In recent years the field of empirical finance has faced challenges from papers arguing that there is a replication crisis because the majority of studies cannot be replicated and/or their findings are the result of multiple testing of too many factors. For example, Paul Calluzzo, Fabio Moneta, and Selim Topaloglu, authors of the 2015 study “When Anomalies Are Publicized Broadly, Do Institutions Trade Accordingly?” and David McLean and Jeffrey Pontiff, authors of the 2016 study “Does Academic Research Destroy Stock Return Predictability?” found that post-publication premiums decayed about one-third on average as institutional investors (particularly hedge funds) traded to exploit the anomalies.

The finding that factor premium returns could not be replicated should not be interpreted to mean there is a crisis in empirical finance. In fact, they should be entirely expected because institutional trading and anomaly publication are integral to the arbitrage process, which helps bring prices to a more efficient level. Such findings simply demonstrate the important role that both academic research and hedge funds (by way of their role as arbitrageurs) play in making markets more efficient. In other words, lower post-publication premiums do not mean there is a crisis; instead, it shows markets are working efficiently, as expected. 

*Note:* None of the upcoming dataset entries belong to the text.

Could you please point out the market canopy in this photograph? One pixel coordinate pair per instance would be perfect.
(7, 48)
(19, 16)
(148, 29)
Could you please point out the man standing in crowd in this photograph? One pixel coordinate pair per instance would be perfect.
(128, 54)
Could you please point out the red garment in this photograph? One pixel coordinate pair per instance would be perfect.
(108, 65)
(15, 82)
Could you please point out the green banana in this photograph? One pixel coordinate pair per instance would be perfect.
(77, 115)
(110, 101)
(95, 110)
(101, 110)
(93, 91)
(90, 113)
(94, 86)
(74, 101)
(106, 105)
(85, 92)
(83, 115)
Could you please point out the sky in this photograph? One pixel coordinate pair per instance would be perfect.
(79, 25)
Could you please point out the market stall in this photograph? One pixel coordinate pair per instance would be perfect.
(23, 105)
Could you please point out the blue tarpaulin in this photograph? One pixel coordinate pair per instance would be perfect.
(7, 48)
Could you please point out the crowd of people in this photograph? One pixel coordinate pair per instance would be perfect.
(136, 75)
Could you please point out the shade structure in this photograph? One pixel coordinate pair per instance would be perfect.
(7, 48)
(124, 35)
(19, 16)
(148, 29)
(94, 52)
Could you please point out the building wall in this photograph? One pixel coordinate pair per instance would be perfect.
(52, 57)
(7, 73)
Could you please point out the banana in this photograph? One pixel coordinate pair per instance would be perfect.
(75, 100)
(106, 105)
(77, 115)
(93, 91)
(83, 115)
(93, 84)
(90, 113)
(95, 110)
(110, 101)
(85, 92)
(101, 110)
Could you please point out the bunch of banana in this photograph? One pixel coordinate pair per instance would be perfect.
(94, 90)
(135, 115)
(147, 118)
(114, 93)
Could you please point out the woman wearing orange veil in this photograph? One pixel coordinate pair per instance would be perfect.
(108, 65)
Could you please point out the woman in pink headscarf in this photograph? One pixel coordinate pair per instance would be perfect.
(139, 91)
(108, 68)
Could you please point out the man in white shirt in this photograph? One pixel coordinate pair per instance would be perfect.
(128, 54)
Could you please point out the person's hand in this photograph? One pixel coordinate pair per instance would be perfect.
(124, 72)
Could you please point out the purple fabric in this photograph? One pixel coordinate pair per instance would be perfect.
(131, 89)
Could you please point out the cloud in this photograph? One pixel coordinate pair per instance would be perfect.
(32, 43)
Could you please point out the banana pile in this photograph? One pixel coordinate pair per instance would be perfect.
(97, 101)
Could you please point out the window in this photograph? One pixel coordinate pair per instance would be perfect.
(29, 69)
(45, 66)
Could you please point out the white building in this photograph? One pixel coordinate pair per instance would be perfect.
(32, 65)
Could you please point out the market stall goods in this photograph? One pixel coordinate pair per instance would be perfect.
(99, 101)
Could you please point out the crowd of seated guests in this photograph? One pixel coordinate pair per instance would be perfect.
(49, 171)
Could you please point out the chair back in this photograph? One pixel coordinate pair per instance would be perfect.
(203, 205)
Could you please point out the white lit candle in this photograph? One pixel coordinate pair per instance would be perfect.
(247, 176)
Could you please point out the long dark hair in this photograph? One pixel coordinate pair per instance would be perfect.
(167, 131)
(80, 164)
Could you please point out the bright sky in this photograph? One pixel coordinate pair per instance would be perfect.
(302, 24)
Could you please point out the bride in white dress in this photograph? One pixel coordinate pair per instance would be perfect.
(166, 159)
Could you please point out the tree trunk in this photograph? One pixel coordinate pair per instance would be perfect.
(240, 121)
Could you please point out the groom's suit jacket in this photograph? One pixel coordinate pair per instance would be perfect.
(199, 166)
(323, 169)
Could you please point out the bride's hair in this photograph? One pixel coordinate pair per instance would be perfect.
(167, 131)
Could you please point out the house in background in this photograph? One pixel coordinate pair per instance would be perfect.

Even risk-based premiums that meet the criteria Andrew Berkin and I established in “Your Complete Guide to Factor-Based Investing”—the premium should be persistent, pervasive, robust, investable, and have logical explanations for why it should be expected to persist—can shrink due to increased cash flows. One would still assume that the premiums should not disappear in their entirety. On the other hand, if anomalies are the result of behavioral errors—or even investor preferences—and publication draws the attention of sophisticated investors, it is possible that post-publication, arbitrage would cause the premiums to disappear. Investors seeking to capture the identified premiums could quickly move prices in a manner that reduces the return spread between assets with high and low factor exposure. However, limits to arbitrage (such as aversion to shorting and its high cost, e.g., GameStop) can prevent arbitrageurs from correcting pricing mistakes. And the research, including the McLean and Pontiff study, shows that this tends to be the case when mispricing exists in less-liquid stocks, where trading costs are high.

Other criticisms have been made related to the zoo of factors, with literally hundreds reported to have been uncovered in the literature, many of which could have been the result of data mining exercises. With that said, the vast majority of those factors can be combined into a small number of composite factors. For example, the value factor consists of variables that measure price relative to such fundamentals metrics as book value, earnings, cash flow, and sales. And these ratios can even be adjusted for distress risk. The quality factor is a combination of fundamentals such as profitability, earnings quality, financial and operating leverage, and the degree of idiosyncratic risk. And there are many variations on momentum, including price momentum, analyst revisions, and fundamental momentum. For those interested, the research team at Robeco provided their view on navigating the factor zoo.

Theis Jensen, Bryan Kelly, and Lasse Pedersen make a major contribution to the factor literature with their March 2021 paper, “Is There a Replication Crisis in Finance?” They examined the validity of claims that findings had either:

“1.  No internal validity. Most studies cannot be replicated with the same data (e.g., because of coding errors or faulty statistics) or are not robust in the sense that the main results cannot be replicated using slightly different methodologies and/or slightly different data.  2.  No external validity. Most studies may be robustly replicated but are spurious and driven by ‘p-hacking,’ that is, finding significant results by testing multiple hypotheses without controlling the false discovery rate. Such spurious results are not expected to replicate in other samples or time periods, in part because the sheer number of factors is simply too large, and too fast growing, to be believable.”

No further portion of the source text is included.